HP asserts that the new notebook offers an increase of up to 40 percent in “loudness” compared to earlier models which, in practical terms, means it can be used more effectively as a group speakerphone.
For small groups or one-to-one presentations, the EliteBook Folio has a 180-degree piano hinge that lets the notebook screen fold completely flat making it easier for more than one person to see the display.
A 12.5-inch edge-to-edge glass touch display is standard, but HP also offers an optional Ultra HD (UHD) 4K display for super high resolution. While there may not be a big demand for 4K in the office, higher end GoPro cameras and drones can shoot 4K video, which require a 4K display so it can be viewed in full resolution; otherwise it’s limited to a standard 1080 display.
In terms of mobile productivity, the EliteBook Folio can run on battery power for up to 10 hours. Plus, there is no cooling fan, so it’s quiet.
HP also showed off the HP EliteBook 1040 that sports a bigger 14-inch display and the same all-aluminum diamond cut design of the EliteBook Folio and the EliteBook 800 available in 12.5-, 14-, and 15.6-inch display models.
Standard features include 8GB RAM and two USB-C ports for connectivity.

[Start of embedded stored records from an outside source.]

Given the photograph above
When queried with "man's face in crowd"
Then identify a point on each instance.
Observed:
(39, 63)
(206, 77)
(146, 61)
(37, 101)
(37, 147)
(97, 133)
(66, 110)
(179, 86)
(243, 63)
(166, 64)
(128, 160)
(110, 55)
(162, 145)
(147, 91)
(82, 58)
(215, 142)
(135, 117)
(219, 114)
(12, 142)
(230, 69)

Keeping its core enterprise customers in mind, HP says the Elite family of notebooks sport more security and management features than earlier generations. Built-in security features include the HP Client Security Software Suite, Trusted Platform Module certification, enhanced BIOS-level protection with HP Sure Start with Dynamic Protection13, and an optional hardened fingerprint reader.
On the manageability side, HP offers tools like HP Touchpoint Manager 15, HP Image Assistant and an optional Intel Core vPro processor so IT can remotely manage the device over wired and wireless networks.
The HP Touchpoint Manager now features software inventory and deployment, as well as patch management and support for BYOD devices, which expands IT administrators’ ability to secure and optimize devices from a single dashboard.
HP says that its new HP Image Assistant is the first custom image diagnostics tool for commercial PCs with a self-help dashboard to help enterprises reduce IT costs and protect sensitive company data.
Nash says the new HP models compare favorably to Apple’s latest MacBook, though he acknowledges that the venerable PC maker has to overcome a perception issue.
“When we show people some of this new stuff they go ‘Wow, that’s a nice device—this is from HP?’ Our design guys said four years ago they wanted to do a lot more cool design and no one would let them. Now we’re not only letting them, we’re making them.”
There are several release dates for HP’s new portables. The EliteBook 1040 G3 with prices starting at $1,199 and the EliteBook 800 G3 series with prices starting at $949 are expected out later this month. HP won’t ship the EliteBook Folio, with a starting price of $999, until March.